Lauren Cooper, another participant, said, “I didn't get turned down to speak with a single person, or hear any outcry to critique our cause. That silence, ironically, speaks.” The quality of this small town is probably not unique, and belies the illusion that our big cities are our greatest triumph. Olivia Zuk and her students found, instead, a triumph in the humanity that came out of this effort to re-connect with the small town.

The project's images, video, and documentary will be coming home to Sanford later this spring. Building solidarity built between the city and the small, peripheral town must be done to rebuild a state of compassion and shared ownership out of the ashes of our greed-driven, cynical culture. The Sanford Project takes the necessary first step, and although the pathway is long, the first step is the hardest.

Participant Aaron Harriss described The Sanford Project as “suburban white kids from Orlando interested in historic African American communities”. The sardonic, self-deprecating comment belies his generation’s interest in localized connectivity over and above the “official” storyline of a community. Rocked by charges of racism, and guilty by association, Central Floridians were stung by the Trayvon Martin publicity. Few rose to speak, or set the story straight, however, until Olivia Zuk and her Sanford Project team stepped in.

“Being from the millennial generation, most of us working on the project learned about the segregation of white people and black people pretty early on,” reflected Ms. Zuk after interviewing a Sanford resident. Segregation was a story told like a history lesson, at arm’s length, and for many suburban white kids this might be close enough. But Zuk took with her a multiracial team of Lauren Cooper, Destiny Deming, Christopher Garcia, Leila Gray, Aaron Harriss, Angelica Milan, Victor Rollins and Lauren Silvestri.

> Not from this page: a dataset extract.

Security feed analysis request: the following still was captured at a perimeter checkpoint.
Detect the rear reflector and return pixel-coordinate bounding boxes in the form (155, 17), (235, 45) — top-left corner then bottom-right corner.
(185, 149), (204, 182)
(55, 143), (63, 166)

They sat with African-Americans, heard stories of racism, participated in the African-American culture of Sanford, and supported the local Martin Luther King Day parade. They learned more about the city than many of the region's occupants knew: Sanford’s history, like that of many small towns, conceals some darker episodes, such as the story of Goldsboro, an African-American town that was forcibly incorporated into the larger town of Sanford in 1911. But it has many joyful tales, also, stories of beating the odds. The surrounding celery and orange fields have been eclipsed by the theme parks, but Sanford sustains itself as a town with a desirable quality of life.

Lingering in the twilight of its agricultural boom, Sanford today is off Central Florida's beaten path; it's about a 40 minute ride from downtown Orlando. Its historic downtown and surrounding residential community is beautiful, but its population has struggled to grow.

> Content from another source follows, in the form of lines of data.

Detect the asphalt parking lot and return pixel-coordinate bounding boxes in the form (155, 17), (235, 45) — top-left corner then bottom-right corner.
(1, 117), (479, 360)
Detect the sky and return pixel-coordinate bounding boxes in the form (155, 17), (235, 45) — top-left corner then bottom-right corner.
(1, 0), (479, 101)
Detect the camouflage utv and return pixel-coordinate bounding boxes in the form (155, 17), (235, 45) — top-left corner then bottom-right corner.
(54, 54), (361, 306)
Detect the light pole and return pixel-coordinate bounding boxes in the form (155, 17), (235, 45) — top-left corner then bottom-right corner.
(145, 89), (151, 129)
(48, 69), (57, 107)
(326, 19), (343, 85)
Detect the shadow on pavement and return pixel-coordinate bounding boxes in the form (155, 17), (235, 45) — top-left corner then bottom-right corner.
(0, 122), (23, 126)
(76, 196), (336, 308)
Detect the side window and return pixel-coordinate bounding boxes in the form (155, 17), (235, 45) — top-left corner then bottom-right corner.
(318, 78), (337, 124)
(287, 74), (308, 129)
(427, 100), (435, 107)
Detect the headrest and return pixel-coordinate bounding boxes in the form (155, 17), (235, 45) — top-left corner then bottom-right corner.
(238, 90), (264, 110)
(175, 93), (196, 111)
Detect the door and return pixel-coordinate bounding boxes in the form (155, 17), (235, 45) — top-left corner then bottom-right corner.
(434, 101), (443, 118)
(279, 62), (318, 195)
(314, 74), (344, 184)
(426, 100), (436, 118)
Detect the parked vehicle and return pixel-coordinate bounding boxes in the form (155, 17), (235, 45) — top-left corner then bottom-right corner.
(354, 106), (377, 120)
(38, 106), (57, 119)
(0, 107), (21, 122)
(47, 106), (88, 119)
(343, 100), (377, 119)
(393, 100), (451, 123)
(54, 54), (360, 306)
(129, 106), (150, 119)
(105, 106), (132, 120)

A reinvention was long overdue. Then, in stepped the media, reinventing Sanford in the wake of young Martin’s tragic death: small southern town, fill in the rest of the blank. This condemnation, inevitable in today’s city-worshipping culture, seems all too pat. Caught off guard, perhaps, Sanford was unable to push back at a media framework in which you are either a darling or a pariah, but never anything in between.

The millennial generation’s nonhierarchical view of society, symbolized by The Sanford Project, is a pathway out of the good-or-evil, red-and-blue polarization that we continually encounter. Increasingly, however, these black-and-white cartoons ring hollow and empty, unable to withstand scrutiny.

Is this cycle unbreakable? The students and artists who have captured Sanford’s character through images and stories have started the hard work to do just that. Millennials, like the generations that preceded them, may someday come to accept this either/or view of the world. For now, however, efforts like the Sanford Project — efforts that are not profit-driven, but rather socially driven — are rebuilding our squandered moral capital.

Richard Reep is an architect with VOA Associates, Inc., and an artist who has been designing award-winning urban mixed-use and hospitality projects, domestically and internationally, for the last thirty years. He is Adjunct Professor for the Environmental and Growth Studies Department at Rollins College, teaching urban design and sustainable development, and is president of the Orlando Foundation for Architecture. He resides in Winter Park, Florida with his family.